I have a confession to make. I’m a total nerd when it comes to text and text to HTML conversion systems. You see plain text is just so easy to type and plain text files never cause problems years later when save formats change. Then you just need a way of encoding format in the plain text files.
If you work in a good command line environment there are also a large number of tools that work on plain text files. Unix was actually developed as a document management system – that was how Thompson and Ritchie got the funding to do it from their bosses at Bell.

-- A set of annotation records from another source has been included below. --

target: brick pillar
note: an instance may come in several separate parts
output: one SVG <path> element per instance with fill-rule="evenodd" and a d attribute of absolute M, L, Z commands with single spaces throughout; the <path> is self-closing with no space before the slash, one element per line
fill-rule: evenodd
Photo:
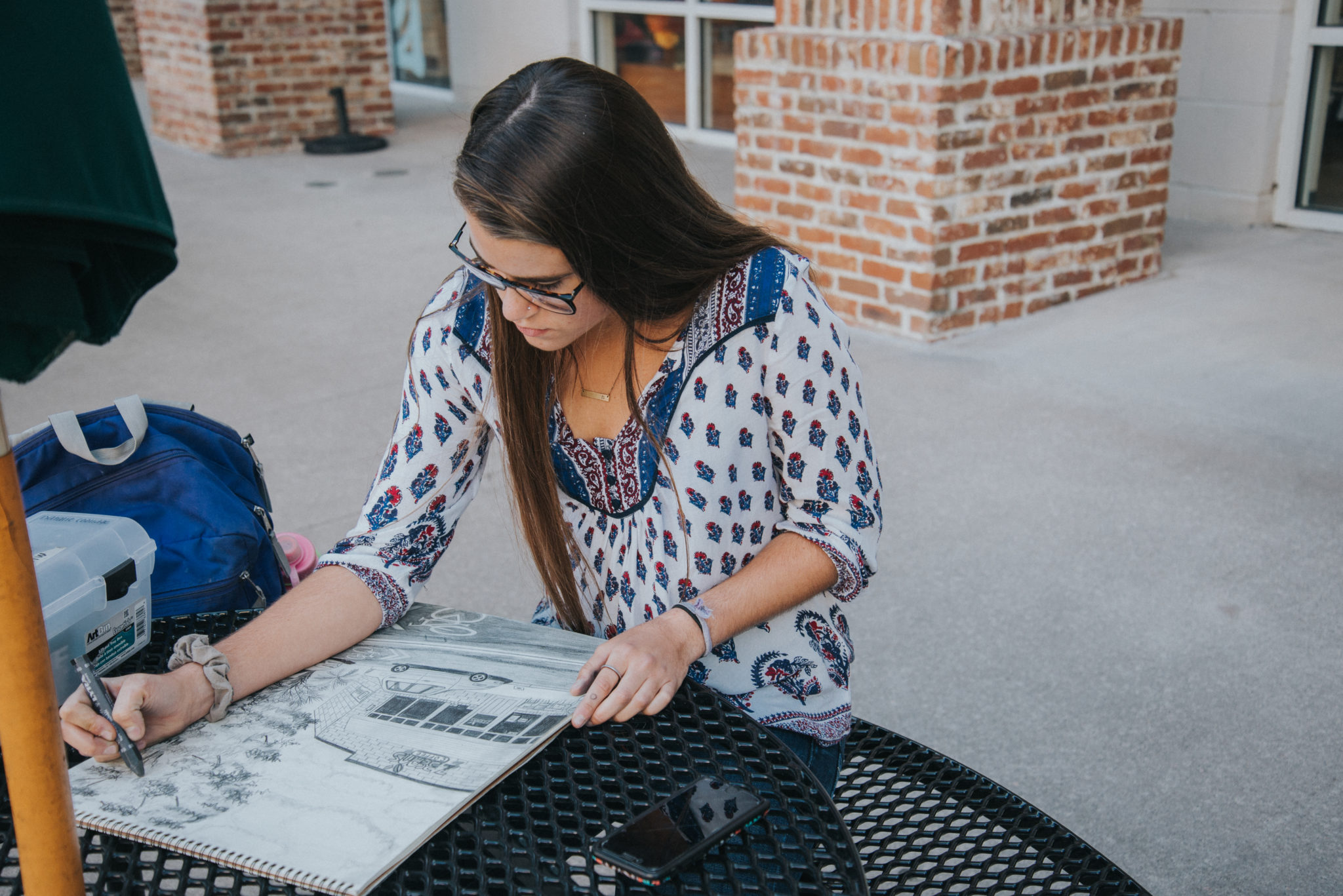
<path fill-rule="evenodd" d="M 134 0 L 153 130 L 219 156 L 392 132 L 383 0 Z"/>
<path fill-rule="evenodd" d="M 916 339 L 1160 269 L 1179 19 L 1142 0 L 776 0 L 736 36 L 739 208 Z"/>
<path fill-rule="evenodd" d="M 121 56 L 126 60 L 126 71 L 132 78 L 140 77 L 140 40 L 136 36 L 136 4 L 134 0 L 107 0 L 107 9 L 111 12 L 111 24 L 117 28 L 117 43 L 121 44 Z"/>

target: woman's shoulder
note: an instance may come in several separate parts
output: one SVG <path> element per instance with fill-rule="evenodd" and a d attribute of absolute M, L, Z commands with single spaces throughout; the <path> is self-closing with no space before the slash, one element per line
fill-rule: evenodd
<path fill-rule="evenodd" d="M 782 313 L 792 313 L 792 296 L 810 290 L 810 262 L 782 246 L 767 246 L 729 267 L 696 308 L 686 330 L 686 352 L 698 359 L 741 330 L 764 339 Z"/>
<path fill-rule="evenodd" d="M 431 344 L 451 347 L 457 360 L 469 356 L 490 367 L 489 297 L 485 283 L 466 267 L 458 267 L 438 287 L 420 314 L 424 351 Z"/>

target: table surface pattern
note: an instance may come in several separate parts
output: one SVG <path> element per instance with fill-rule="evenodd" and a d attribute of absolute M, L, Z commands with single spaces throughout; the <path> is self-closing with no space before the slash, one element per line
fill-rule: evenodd
<path fill-rule="evenodd" d="M 150 645 L 117 673 L 158 670 L 181 634 L 222 638 L 252 615 L 154 619 Z M 705 774 L 756 790 L 770 799 L 770 811 L 657 888 L 594 865 L 587 853 L 594 834 Z M 0 896 L 21 896 L 7 791 L 0 797 Z M 99 896 L 306 892 L 120 837 L 85 832 L 81 845 L 87 892 Z M 657 716 L 561 735 L 372 895 L 866 891 L 1146 896 L 1109 860 L 1019 797 L 866 721 L 855 721 L 831 803 L 766 729 L 689 682 Z"/>

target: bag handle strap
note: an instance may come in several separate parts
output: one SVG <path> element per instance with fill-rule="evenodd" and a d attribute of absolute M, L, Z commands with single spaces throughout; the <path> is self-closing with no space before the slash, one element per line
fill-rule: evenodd
<path fill-rule="evenodd" d="M 145 433 L 149 431 L 149 418 L 145 416 L 145 404 L 140 400 L 138 395 L 118 398 L 114 404 L 121 411 L 121 419 L 126 423 L 126 429 L 130 430 L 129 439 L 113 447 L 90 449 L 75 412 L 62 411 L 47 418 L 51 420 L 51 430 L 56 434 L 60 447 L 75 457 L 82 457 L 86 461 L 93 461 L 103 466 L 115 466 L 134 454 L 140 443 L 145 441 Z"/>

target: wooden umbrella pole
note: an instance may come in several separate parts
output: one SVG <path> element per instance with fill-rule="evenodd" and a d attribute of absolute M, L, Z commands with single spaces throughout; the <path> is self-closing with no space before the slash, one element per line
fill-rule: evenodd
<path fill-rule="evenodd" d="M 47 630 L 23 514 L 19 469 L 0 410 L 0 752 L 23 892 L 83 896 L 66 751 L 56 717 Z"/>

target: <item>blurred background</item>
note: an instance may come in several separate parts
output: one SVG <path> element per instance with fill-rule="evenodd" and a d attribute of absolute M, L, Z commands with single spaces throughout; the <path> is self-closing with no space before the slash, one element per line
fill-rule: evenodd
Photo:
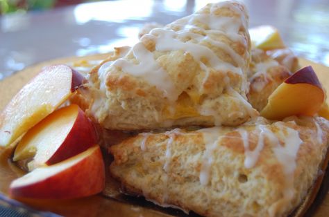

It was a Unix system, man and mm files, that was my first introduction to specifying formatting in a text file. The drawback of systems such as those that we used under Unix was that they were hard to read – here’s an example of a man file:
\&\fIperldoc\fR looks up a piece of documentation in .pod format that is embedded
in the perl installation tree or in a perl script, and displays it via
pod2man | nroff \-man | $PAGER\*(C'\fR. (In addition, if running under HP-UX,col -x*(C’\fR will be used.) This is primarily used for the documentation for
the perl library modules.
This is a particularly convoluted example but you get the idea – not easy to read.
When web pages came along several projects struggled with a way of making it easier to write web pages with systems that allowed the user to write in simpler syntaxes that were easily translated into HTML. BBCode, from the Universal BBS, was one of the first.
I personally came across one of these style of systems in a wiki back before the turn of the millenium. Then in 2004 John Gruber wrote Markdown. I came to use it as it was available as a plugin for Blosxom, the blogging software I was using at the time.
John was well known in the Mac community so it also got good support with a couple of packages for Mac software such as BBEdit and Textmate. It’s popularity soared when it become well supported on the iPhone and iPad, indeed it’s fairly well established as the default lightweight markup system for iOS with a large number of editors supporting it.
Markdown’s biggest problem was that it only supported a subset of the things that people wanted to encode. A few extensions arose, the best supported one is probably Fletcher Penney’s MultiMarkDown. The one that WordPress has chosen to support is PHP Markdown Extra, popular with blogging and wiki software written in PHP.
Personally I’ve been using Markdown to write my posts for quite a while. I write on my Mac in Byword and then use it’s “Copy HTML” command to get the HTML from my Markdown on the clipboard where I can paste it into the “Text” box in WordPress.
Now I can write in Markdown directly into the Text box. Even better, the text stays as Markdown so I can much more easily make changes such as fixing a spelling error or tweaking the sentence construction.
WordPress have a quick reference page that shows how to use the most common Markdown tags such as bold, italic and web page links. At the same time the Markdown parser supports more than these commands. The ones you are most likely to use are tables and, if you write long posts, special attributes. Have a look at the PHP Markdown Extra page to see how they are used.